Direktur PAHAM KEPRI *)

Intensitas penggunaan media sosial dalam komunikasi, tanpa disadari penggunanya telah mengubah cara berpikirnya yang tidak lagi aktif menyaring atau memilah komunikasi tersebut baik atau buruk. Karena dalam komunikasi verbal dengan langsung bertatap muka, kita tentu cepat merespon situasi dan kondisi lawan kita berkomunikasi melalui bahasa tubuh yang terlihat. Sehingga jika ada sesuatu yang salah dalam penyampaian, kita dapat langsung memperbaikinya.

Ketika komunikasi media sosial tersebut buruk, berakibat pada diri orang lain yang merasa tersinggung atau bahkan merasa dihinakan.
Namun ketersinggungan terlanjur menjadi santapan orang banyak. Akibatnya tentu saja merugikan salah satu pihak.
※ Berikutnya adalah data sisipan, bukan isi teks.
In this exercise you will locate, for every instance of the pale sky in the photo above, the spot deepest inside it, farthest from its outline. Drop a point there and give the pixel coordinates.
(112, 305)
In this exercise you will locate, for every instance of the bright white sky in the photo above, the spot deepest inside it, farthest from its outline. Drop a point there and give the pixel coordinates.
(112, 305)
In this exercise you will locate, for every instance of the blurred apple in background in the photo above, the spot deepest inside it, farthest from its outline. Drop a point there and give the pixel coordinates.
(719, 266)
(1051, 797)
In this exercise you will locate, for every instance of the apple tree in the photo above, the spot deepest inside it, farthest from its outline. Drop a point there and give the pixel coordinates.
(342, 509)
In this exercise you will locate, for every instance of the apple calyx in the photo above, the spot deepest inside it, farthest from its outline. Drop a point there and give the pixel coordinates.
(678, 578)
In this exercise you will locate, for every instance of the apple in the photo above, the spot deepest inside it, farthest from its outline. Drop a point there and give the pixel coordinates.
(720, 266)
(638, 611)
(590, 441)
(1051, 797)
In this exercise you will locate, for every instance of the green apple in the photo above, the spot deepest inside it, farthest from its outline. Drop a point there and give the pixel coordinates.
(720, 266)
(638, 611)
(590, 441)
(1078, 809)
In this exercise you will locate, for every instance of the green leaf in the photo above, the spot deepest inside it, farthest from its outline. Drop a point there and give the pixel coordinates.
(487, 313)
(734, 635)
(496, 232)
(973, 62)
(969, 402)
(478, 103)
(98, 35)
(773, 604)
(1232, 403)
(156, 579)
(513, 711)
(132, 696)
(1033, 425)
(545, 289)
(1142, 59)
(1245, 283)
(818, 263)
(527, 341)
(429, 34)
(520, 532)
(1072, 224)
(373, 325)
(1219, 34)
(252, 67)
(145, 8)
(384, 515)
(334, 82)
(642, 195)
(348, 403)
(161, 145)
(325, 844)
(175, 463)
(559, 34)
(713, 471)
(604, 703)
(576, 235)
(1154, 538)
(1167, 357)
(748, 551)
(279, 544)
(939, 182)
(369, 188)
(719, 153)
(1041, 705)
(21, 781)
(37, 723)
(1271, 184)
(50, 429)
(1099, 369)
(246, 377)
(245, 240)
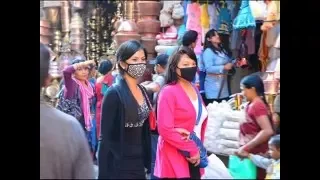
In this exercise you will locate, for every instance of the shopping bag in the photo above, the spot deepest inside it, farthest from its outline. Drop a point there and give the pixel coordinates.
(242, 168)
(216, 169)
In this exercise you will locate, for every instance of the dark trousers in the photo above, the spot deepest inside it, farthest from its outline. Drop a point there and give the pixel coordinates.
(154, 144)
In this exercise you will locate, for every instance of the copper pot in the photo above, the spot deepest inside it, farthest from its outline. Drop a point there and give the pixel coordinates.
(149, 8)
(149, 44)
(45, 39)
(127, 26)
(127, 31)
(44, 23)
(148, 26)
(65, 3)
(77, 4)
(45, 31)
(65, 18)
(53, 15)
(78, 47)
(270, 83)
(77, 40)
(77, 31)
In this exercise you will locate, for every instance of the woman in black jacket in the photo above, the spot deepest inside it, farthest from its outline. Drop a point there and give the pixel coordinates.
(125, 149)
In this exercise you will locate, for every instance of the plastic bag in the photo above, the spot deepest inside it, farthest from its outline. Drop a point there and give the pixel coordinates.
(216, 169)
(231, 125)
(178, 11)
(258, 9)
(229, 143)
(229, 134)
(242, 168)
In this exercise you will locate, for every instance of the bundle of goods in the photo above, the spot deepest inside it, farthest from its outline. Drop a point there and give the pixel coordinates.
(170, 16)
(216, 169)
(229, 132)
(222, 134)
(217, 114)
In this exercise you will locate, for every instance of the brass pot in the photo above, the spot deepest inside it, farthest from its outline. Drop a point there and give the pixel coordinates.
(270, 83)
(149, 44)
(45, 31)
(45, 23)
(127, 31)
(45, 39)
(77, 40)
(53, 15)
(78, 47)
(77, 4)
(65, 18)
(149, 26)
(77, 31)
(149, 8)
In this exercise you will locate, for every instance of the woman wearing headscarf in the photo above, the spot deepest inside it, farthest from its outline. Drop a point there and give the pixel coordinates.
(78, 95)
(102, 85)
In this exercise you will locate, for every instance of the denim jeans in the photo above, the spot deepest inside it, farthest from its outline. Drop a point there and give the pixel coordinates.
(154, 143)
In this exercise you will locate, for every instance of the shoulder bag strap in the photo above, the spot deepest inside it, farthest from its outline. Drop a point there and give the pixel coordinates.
(146, 96)
(199, 105)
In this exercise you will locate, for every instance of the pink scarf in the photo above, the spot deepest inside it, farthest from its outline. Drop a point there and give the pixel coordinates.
(86, 95)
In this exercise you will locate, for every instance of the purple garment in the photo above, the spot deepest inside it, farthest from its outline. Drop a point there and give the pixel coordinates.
(69, 83)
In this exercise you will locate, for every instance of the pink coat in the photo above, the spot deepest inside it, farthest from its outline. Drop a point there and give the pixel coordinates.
(175, 110)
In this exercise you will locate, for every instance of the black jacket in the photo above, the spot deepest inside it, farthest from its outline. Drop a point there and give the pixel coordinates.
(113, 128)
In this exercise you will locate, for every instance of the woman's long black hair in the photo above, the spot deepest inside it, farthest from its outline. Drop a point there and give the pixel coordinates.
(171, 75)
(208, 44)
(255, 81)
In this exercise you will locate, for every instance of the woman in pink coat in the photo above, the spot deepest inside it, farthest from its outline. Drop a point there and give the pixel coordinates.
(177, 112)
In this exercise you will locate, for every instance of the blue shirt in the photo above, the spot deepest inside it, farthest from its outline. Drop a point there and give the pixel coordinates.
(214, 64)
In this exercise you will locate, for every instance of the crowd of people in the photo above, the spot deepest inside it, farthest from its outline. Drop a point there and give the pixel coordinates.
(153, 127)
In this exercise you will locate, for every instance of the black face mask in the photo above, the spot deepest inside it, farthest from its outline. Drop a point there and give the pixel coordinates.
(188, 73)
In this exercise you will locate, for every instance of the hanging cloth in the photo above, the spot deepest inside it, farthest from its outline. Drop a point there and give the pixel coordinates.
(224, 19)
(193, 23)
(185, 4)
(263, 52)
(205, 20)
(212, 10)
(272, 15)
(244, 18)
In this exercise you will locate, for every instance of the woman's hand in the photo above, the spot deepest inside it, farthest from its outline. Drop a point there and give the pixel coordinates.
(228, 66)
(185, 133)
(195, 160)
(241, 152)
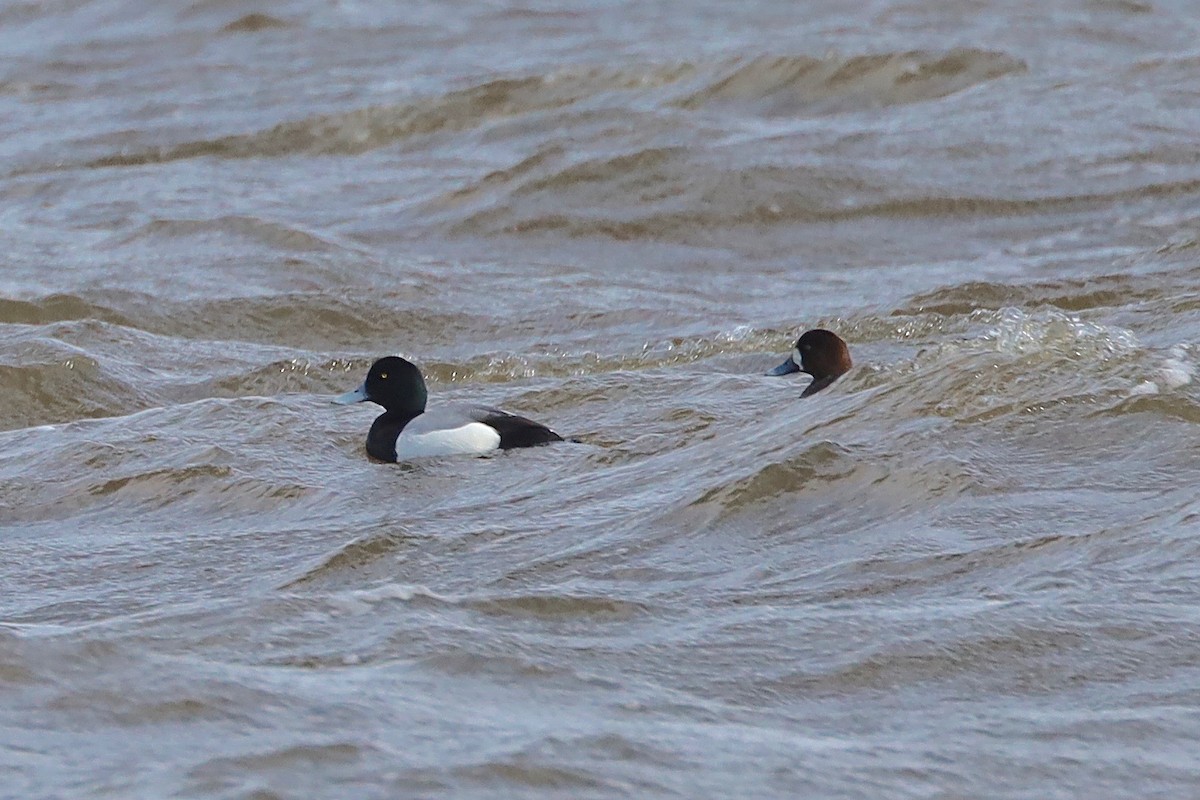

Atas pertimbangan hal tersebut, maka negara hadir menengahi munculnya permasalahan akibat komunikasi media sosial yang kebablasan dengan adanya UU RI No. 11 Tahun 2008 Tentang Informasi Dan Transaksi Elektronik yang kemudian diubah dengan UU RI No. 19 Tahun 2016 tentang Perubahan UU RI No. 11 Tahun 2008 Tentang Informasi Dan Transaksi Elektronik.
Pada perubahan undang-undang tersebut, tidak terlalu signifikan mempengaruhi perilaku pengguna media sosial. Hanya pada ancaman hukuman saja yang ada pengurangan, terutama pada Pasal 27 Ayat (3) dimana dari ancaman maksimal penjara 6 (enam) tahun menjadi 4 (empat) tahun. Kemudian pada penjelasannya tentang pasal 27 ayat (3) disebutkan mengacu pada penghinaan dan pencemaran nama baik menurut KUHP terutama Pasal 310 Ayat (2).
Mencermati permasalahan antara pengguna media sosial dengan beberapa orang wartawan di Kabupaten Pesisir Selatan (PESSEL) yang bermuara laporan polisi di Polres Pessel, penulis berusaha menelisik satu persatu kata perkata dan kalimat yang disengketakan menjadi biang masalah dianggap telah melakukan penghinaan terhadap profesi wartawan.
Pikiran penulis langsung melanglang buana ke beberapa pendapat ahli dan berusaha menjadikan referensi untuk mendapatkan kesimpulan tentang penghinaan dan pencemaran nama baik. Ternyata pendapat para ahli beragam macam dan bahkan berbeda satu sama lain. Namun tetap pada kapasitas keahlian masing-masing.
Dari pencarian referensi tersebut, penulis dapatkan satu kesimpulan bahwa penafsiran tentang unsur penghinaan untuk dijadikan delik pidana dibutuhkan ahli bahasa, ahli hukum dan bahkan ahli budaya yang memahami budaya yang berkembang dalam suatu daerah. Dan memang kepastian penafsiran pidananya ada pada putusan hakim yang sudah berkekuatan hukum tetap (inkrach).
Profesi wartawan sangat terhormat saja rentan dengan masalah hukum, karena wartawan tidak hanya berbicara, tapi juga menuangkannya dalam bentuk tulisan, audio dan visual.
Wartawan yang sangat terlatih sekalipun juga tidak lepas dari kesalahan sepanjang masih menekuni profesinya. Apalagi masyarakat biasa yang karena pesatnya perkembangan dunia digital menjadikannya penulis instan, sehingga tulisannya tanpa disadari telah menyinggung dan menyakiti orang lain. Lantas saudaraku yang berprofesi wartawan hanya karena disinggung tentang profesionalnya,
Haruskah menyikapinya dengan mempidanakan seseorang? Mungkin perlu dipertimbangkan dengan matang baik dan buruknya pelaporan pidana tersebut.
Alangkah indahnya ditanggapi dengan kepala dingin, jadikan koreksi dan kritik untuk memperlihatkan kepada masyarakat banyak, bahwa wartawan memang profesi terhormat yang selalu menjunjung tinggi profesionalitas dalam aktifitasnya.
Mari kita jadikan hukum untuk filter menjaga kedamaian, jangan karena hukum menjadikan alasan untuk memudahkan balas dendam. Semoga
*Pusat Advokasi Hukum & Hak Asasi Manusia Indonesia Cabang Kepulauan Riau.Juga salah Seorang Penasehat Hukum media Pilarbangsanews.com.